Depuis la fenêtre de mon bureau, j’ai pu voir des centaines de personnes scandant et chantant des slogans [l’agence de presse Reuters rapportait qu’environ 2 000 manifestants s’étaient massés aux abords du journal Zaman samedi, NDLR]. J’ai vraiment été surpris de voir que tout ce monde était revenu après la nuit de vendredi. C’est terrible, ce qu’il s’est passé. Les personnes qui étaient venues manifester pacifiquement pour nous soutenir ont été littéralement aspergées d’eau et de gaz lacrymogènes par la police. Certains de mes collègues ont pleuré en voyant cela. Beaucoup de ces personnes sont nos lecteurs, et j’ai été moi-même surpris par la diversité de la foule. Il n’y a pas que des personnes de gauches. Des femmes voilées conservatrices ont également pris part aux manifestations, parfois avec des enfants de 5 ou 6 ans.
Des voix se sont élevées pour regretter que l’Europe ne condamne pas plus fermement les entraves à la liberté de la presse qui se multiplient en Turquie.

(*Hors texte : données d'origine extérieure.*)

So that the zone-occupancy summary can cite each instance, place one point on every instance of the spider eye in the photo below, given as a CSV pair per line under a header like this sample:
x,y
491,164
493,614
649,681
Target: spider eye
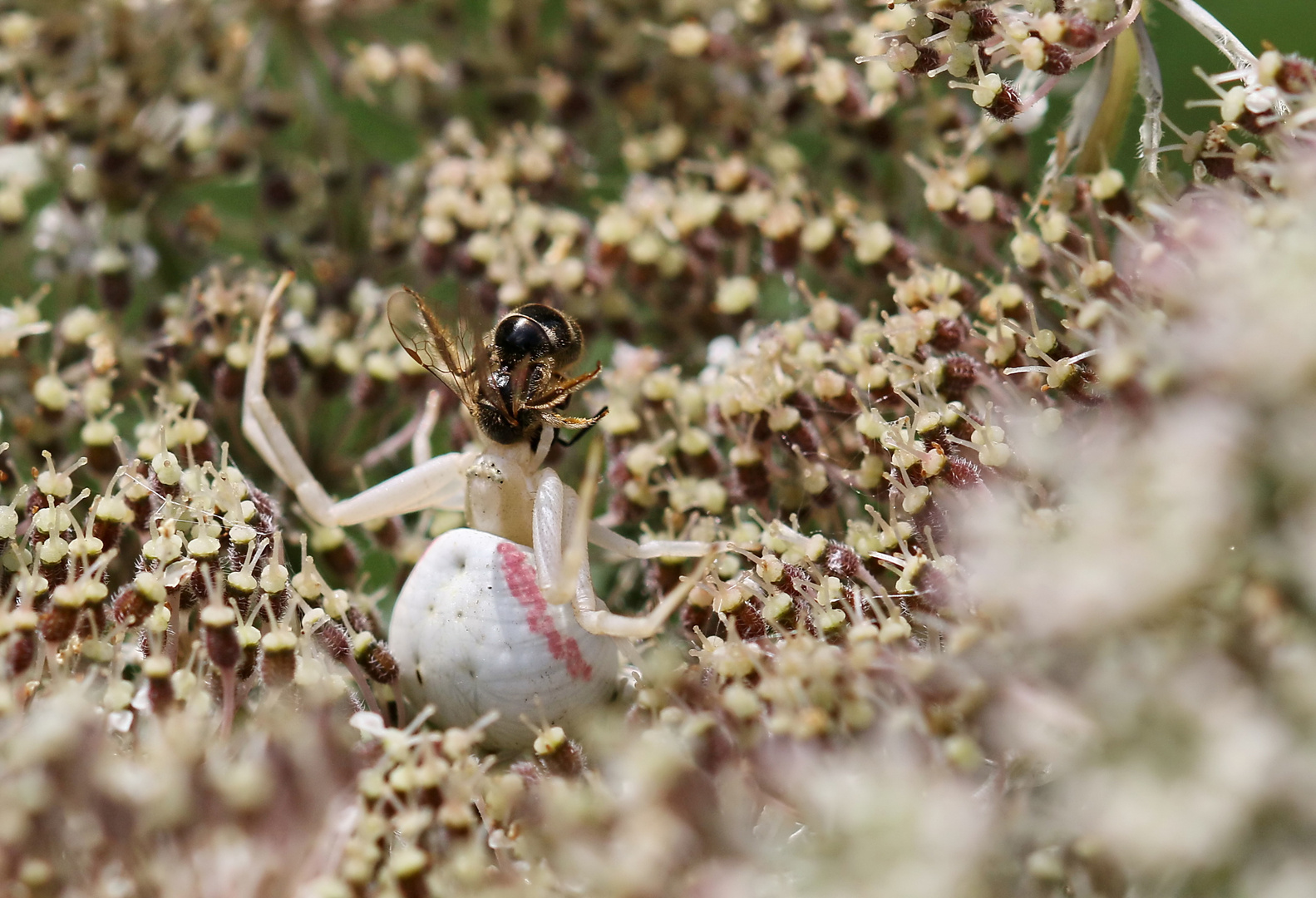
x,y
519,338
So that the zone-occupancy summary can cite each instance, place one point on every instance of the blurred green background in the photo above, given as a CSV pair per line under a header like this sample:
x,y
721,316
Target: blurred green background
x,y
377,133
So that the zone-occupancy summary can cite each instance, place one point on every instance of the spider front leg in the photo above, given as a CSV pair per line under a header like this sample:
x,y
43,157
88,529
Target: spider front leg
x,y
564,569
436,483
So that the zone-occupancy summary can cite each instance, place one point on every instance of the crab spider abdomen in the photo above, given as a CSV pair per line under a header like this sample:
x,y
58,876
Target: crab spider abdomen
x,y
473,634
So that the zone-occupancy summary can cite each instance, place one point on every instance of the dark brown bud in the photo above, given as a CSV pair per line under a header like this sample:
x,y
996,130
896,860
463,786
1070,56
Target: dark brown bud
x,y
1057,60
959,374
961,473
278,659
129,606
334,640
1079,33
375,659
982,24
58,620
22,641
841,560
1007,103
219,631
160,686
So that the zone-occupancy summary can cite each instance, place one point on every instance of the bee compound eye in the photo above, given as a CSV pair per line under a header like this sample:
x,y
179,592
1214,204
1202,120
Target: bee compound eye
x,y
521,338
564,333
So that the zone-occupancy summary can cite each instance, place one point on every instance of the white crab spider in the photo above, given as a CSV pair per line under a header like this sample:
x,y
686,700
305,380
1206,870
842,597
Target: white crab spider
x,y
499,615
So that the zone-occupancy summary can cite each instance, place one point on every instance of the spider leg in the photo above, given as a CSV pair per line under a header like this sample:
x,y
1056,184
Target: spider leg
x,y
421,440
438,483
564,570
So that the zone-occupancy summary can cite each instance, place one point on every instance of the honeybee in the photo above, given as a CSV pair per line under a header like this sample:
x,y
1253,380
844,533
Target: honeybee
x,y
510,381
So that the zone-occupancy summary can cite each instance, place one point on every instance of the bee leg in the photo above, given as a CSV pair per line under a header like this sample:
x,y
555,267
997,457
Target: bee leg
x,y
437,483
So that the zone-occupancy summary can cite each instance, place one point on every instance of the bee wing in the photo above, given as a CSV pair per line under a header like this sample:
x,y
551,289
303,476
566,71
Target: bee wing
x,y
433,347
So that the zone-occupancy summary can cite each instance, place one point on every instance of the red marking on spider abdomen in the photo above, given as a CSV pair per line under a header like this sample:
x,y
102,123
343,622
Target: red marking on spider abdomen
x,y
520,581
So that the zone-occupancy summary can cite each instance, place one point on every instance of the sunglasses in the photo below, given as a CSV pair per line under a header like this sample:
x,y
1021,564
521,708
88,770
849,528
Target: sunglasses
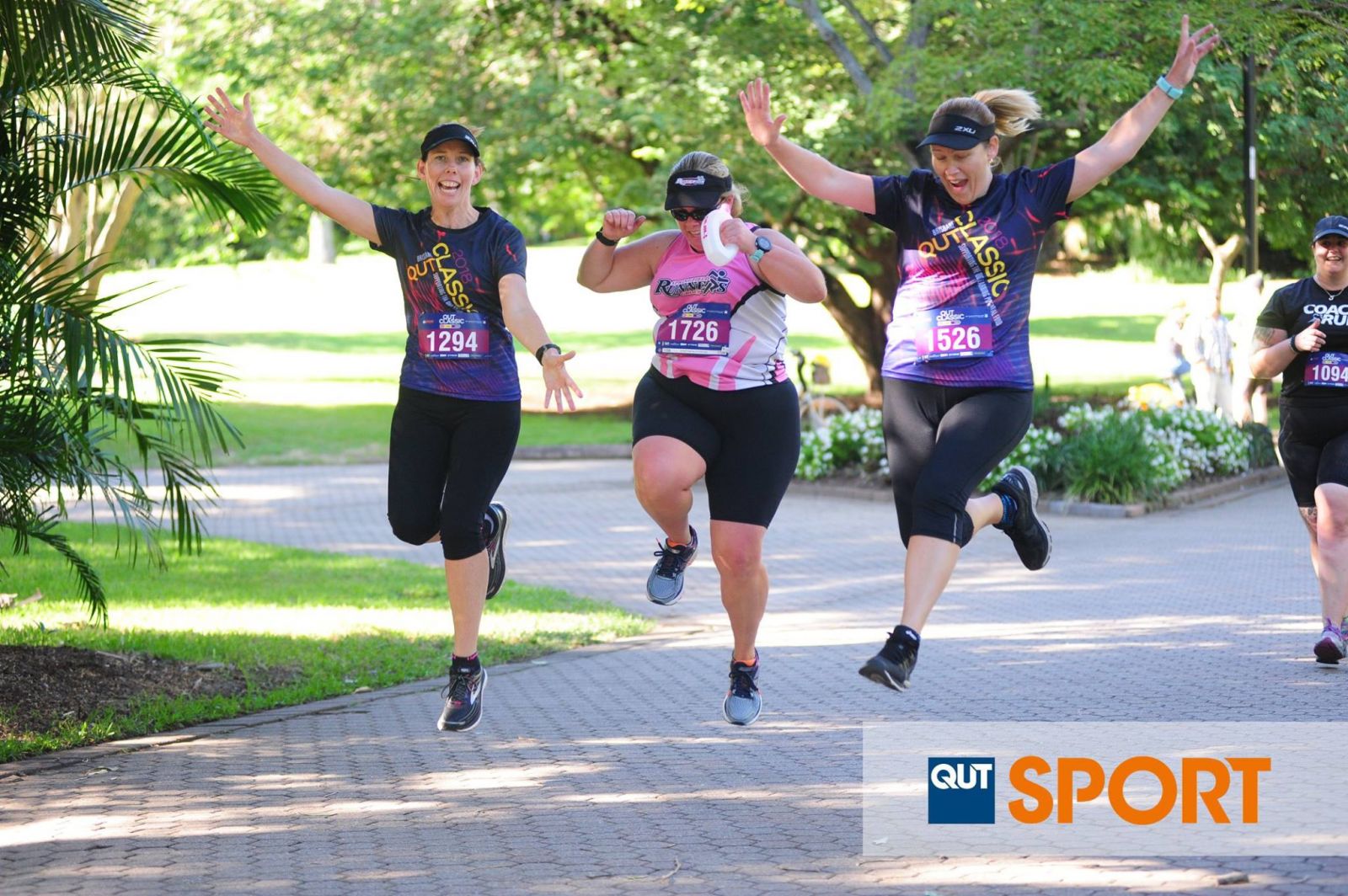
x,y
684,215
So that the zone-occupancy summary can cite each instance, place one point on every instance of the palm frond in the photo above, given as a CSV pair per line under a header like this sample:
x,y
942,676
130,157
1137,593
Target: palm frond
x,y
134,136
47,40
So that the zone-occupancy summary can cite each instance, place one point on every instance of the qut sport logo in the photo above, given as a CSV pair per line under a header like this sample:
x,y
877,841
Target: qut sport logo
x,y
1201,788
961,790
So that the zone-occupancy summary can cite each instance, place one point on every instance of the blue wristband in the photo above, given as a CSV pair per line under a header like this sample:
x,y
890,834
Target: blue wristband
x,y
1169,89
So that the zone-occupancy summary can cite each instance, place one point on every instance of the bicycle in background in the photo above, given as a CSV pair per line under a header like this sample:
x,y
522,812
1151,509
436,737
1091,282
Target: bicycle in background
x,y
815,408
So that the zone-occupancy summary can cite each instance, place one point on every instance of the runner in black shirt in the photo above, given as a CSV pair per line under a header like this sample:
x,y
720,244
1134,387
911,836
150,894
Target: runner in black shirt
x,y
1303,334
956,370
462,269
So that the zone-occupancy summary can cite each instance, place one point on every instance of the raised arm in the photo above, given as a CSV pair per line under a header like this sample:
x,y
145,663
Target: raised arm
x,y
238,125
608,267
813,173
1274,349
1127,135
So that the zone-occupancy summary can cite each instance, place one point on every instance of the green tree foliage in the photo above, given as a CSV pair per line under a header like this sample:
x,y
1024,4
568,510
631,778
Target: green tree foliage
x,y
78,115
586,103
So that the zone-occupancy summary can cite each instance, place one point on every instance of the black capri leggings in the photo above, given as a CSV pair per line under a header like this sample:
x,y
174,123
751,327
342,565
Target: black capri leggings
x,y
447,456
941,442
750,440
1313,444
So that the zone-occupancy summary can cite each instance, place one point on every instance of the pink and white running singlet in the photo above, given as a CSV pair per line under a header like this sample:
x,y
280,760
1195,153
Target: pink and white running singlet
x,y
720,327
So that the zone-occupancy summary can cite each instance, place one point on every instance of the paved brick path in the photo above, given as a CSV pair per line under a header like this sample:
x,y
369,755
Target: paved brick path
x,y
610,770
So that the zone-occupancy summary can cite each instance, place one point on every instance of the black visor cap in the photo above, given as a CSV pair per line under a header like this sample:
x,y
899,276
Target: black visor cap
x,y
449,131
957,132
696,190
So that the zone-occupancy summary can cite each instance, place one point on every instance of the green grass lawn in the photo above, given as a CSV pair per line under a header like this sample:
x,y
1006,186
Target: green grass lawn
x,y
301,626
296,435
316,349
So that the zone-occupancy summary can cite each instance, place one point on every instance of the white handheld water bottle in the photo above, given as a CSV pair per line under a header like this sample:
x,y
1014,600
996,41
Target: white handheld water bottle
x,y
712,247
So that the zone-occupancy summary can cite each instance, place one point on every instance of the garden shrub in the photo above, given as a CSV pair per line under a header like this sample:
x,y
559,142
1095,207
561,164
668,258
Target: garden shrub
x,y
1094,453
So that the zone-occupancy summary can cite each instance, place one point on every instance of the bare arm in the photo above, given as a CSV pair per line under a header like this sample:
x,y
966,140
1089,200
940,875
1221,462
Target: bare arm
x,y
238,125
785,269
613,269
813,173
1127,135
523,321
1274,349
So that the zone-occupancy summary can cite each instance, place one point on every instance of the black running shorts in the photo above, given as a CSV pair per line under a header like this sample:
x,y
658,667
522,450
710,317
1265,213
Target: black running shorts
x,y
941,442
750,440
1313,442
447,456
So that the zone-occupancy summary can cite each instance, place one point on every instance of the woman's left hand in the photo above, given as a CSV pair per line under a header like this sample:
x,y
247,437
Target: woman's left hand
x,y
1193,47
735,232
559,384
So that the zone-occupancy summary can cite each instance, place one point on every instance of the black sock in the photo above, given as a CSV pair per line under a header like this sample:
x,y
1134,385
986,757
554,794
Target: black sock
x,y
902,639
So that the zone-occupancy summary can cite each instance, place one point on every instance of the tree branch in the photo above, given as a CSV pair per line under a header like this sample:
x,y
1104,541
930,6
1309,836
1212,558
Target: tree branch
x,y
869,30
831,37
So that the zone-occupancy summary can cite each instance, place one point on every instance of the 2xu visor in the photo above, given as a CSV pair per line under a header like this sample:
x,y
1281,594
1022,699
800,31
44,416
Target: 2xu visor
x,y
957,132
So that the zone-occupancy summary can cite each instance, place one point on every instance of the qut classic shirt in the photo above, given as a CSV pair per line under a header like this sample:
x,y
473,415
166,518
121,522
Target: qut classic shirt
x,y
457,343
961,313
1313,377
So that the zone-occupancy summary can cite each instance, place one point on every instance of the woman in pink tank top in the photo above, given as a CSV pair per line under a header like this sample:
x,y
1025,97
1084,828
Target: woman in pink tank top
x,y
716,403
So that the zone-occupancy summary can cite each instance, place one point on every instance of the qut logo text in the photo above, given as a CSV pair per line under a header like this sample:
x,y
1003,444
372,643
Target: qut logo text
x,y
961,790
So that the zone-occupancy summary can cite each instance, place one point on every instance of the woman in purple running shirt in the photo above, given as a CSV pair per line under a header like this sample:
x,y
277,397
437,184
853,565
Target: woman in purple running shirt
x,y
462,271
957,381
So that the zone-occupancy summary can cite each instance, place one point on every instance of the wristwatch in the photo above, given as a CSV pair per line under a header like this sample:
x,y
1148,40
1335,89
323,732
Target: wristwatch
x,y
763,247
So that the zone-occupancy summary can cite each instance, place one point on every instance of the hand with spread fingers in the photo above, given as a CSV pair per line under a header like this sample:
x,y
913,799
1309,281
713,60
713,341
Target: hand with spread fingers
x,y
757,101
1193,47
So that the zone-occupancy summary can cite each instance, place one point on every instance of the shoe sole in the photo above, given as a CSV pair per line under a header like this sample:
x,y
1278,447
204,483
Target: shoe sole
x,y
476,718
1035,514
727,714
1327,653
880,677
495,581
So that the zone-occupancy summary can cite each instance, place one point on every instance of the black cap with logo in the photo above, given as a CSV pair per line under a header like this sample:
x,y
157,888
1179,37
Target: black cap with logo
x,y
957,132
692,189
449,131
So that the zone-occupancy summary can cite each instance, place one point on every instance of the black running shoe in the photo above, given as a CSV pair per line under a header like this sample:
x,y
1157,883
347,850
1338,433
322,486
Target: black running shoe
x,y
893,666
463,698
1028,531
496,549
665,584
743,701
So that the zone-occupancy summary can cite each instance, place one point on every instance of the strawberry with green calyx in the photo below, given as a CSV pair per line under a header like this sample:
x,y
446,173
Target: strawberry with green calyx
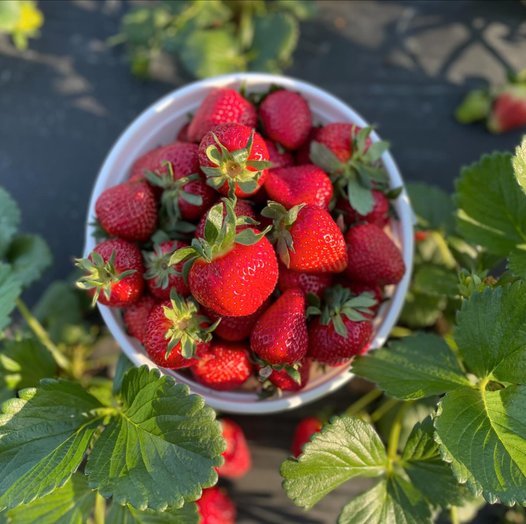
x,y
307,238
235,159
114,273
230,271
280,334
128,211
306,184
343,328
160,276
177,333
347,153
224,367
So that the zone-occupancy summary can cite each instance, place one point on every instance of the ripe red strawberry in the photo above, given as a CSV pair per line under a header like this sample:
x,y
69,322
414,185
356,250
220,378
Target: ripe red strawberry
x,y
221,106
282,379
344,328
509,110
242,208
306,184
175,171
308,239
280,334
215,507
160,276
286,118
136,316
234,156
277,156
235,329
379,215
225,366
114,273
230,272
373,257
303,433
177,333
315,283
128,211
237,453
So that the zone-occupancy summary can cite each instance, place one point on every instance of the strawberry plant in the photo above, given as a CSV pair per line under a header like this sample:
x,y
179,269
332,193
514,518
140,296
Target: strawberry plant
x,y
214,37
466,388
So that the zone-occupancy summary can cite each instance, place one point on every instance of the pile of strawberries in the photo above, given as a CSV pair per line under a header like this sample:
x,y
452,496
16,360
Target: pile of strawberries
x,y
254,245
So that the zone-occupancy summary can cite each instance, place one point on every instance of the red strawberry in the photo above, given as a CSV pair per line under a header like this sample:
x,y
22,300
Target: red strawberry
x,y
235,329
128,211
373,257
278,157
314,283
230,272
136,316
160,276
282,379
509,110
185,193
379,215
286,118
215,507
114,273
306,184
225,366
344,328
242,208
234,156
307,238
237,454
303,433
176,333
221,106
280,334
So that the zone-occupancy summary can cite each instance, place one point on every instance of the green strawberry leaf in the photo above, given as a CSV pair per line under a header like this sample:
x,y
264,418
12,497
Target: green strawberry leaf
x,y
426,469
414,367
482,433
23,363
29,256
211,52
433,207
491,333
494,217
160,449
70,504
43,437
345,448
275,38
393,500
10,290
519,164
435,281
9,220
188,514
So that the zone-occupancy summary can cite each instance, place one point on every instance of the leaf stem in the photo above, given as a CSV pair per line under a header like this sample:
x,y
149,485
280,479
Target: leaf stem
x,y
99,512
42,335
383,409
363,402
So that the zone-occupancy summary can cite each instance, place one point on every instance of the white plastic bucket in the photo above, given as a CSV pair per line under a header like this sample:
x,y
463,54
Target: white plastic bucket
x,y
158,125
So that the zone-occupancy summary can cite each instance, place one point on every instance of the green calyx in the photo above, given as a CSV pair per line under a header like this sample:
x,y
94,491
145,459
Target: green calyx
x,y
283,219
232,167
101,276
220,236
158,266
187,325
341,301
363,172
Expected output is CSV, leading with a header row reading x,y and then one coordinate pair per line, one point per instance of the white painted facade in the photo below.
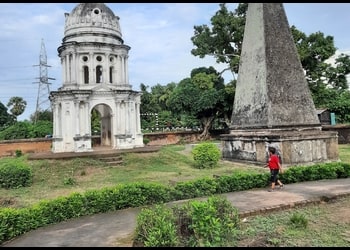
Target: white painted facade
x,y
95,77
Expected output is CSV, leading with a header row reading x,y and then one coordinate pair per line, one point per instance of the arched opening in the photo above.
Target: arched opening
x,y
86,74
99,74
101,126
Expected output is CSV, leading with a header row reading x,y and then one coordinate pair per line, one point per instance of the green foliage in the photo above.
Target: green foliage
x,y
18,153
69,181
41,115
213,223
40,129
17,105
210,223
5,118
224,38
156,227
298,220
14,173
206,155
146,140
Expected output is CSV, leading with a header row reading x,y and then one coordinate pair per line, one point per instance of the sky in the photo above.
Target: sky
x,y
159,35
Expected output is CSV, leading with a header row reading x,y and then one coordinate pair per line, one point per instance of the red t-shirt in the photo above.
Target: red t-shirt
x,y
273,162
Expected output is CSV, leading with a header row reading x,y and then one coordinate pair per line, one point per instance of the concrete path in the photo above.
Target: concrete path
x,y
117,228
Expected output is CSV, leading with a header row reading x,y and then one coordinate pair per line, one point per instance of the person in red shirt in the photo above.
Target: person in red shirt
x,y
275,168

Qu’en pensez-vous ?
N’oubliez pas que la Turquie a entamé des démarches pour adhérer à l’adhésion à l’Union européenne. De tels agissements à l’égard de la presse devraient être considérés comme complètement inappropriés de la part d’un pays candidat ! Or, même si la Commission européenne s’est dit "très préoccupée", cela signifie, en réalité : "nous n’allons rien faire". Lundi, la Turquie et l’Union européenne ont rendez-vous pour un sommet sur les migrants. Vous allez voir : malgré les événements du week-end, il y aura des poignées de main et des sourires, comme si la Turquie était toujours un pays démocratique, qui prend ses responsabilités en tant que pays candidat.
L’Union européenne est bien plus puissante que la Turquie, économiquement et politiquement, mais étrangement, la Turquie semble imposer ses conditions. Je ne peux que tenter de deviner pourquoi. Je crois que l’UE a désespérément besoin de trouver des solutions à la crise migratoire, et qu’elle est prête à fermer les yeux sur certaines choses. Mais tout ne se réglera pas en une réunion, et je pense que lorsque l’on renonce aux idéaux qu’on avait promis de respecter, on se détruit. Le manque d’intérêt que nous subissons nous a laissé seuls et isolés, voire trahis.
Malgré la présence policière et les pressions exercées sur votre journal, vous n’avez pas hésité à vous exprimer sur Twitter ni à accepter notre demande d’interview. Avez-vous peur ?
Avoir peur est banal : aujourd’hui en Turquie, tout le monde a peur. Mais il y a une différence entre avoir peur et être empêché de parler. Il est crucial que le reste du monde soit au courant de ce qui se passe ici en Turquie. Lorsque les manifestants ont été aspergés de gaz lacrymogène vendredi, une seule chaîne de télé locale était sur place pour en témoigner. La seule autre source d’information à ce sujet était notre site Internet. Autrement dit, il y a de fortes chances pour que les gens qui se sont contenté de lire ou regarder les autres grands médias turcs ce weekend soient passés à côté de l’information. Je me devais de prendre la parole, parce la plupart des autres voix ont été muselées.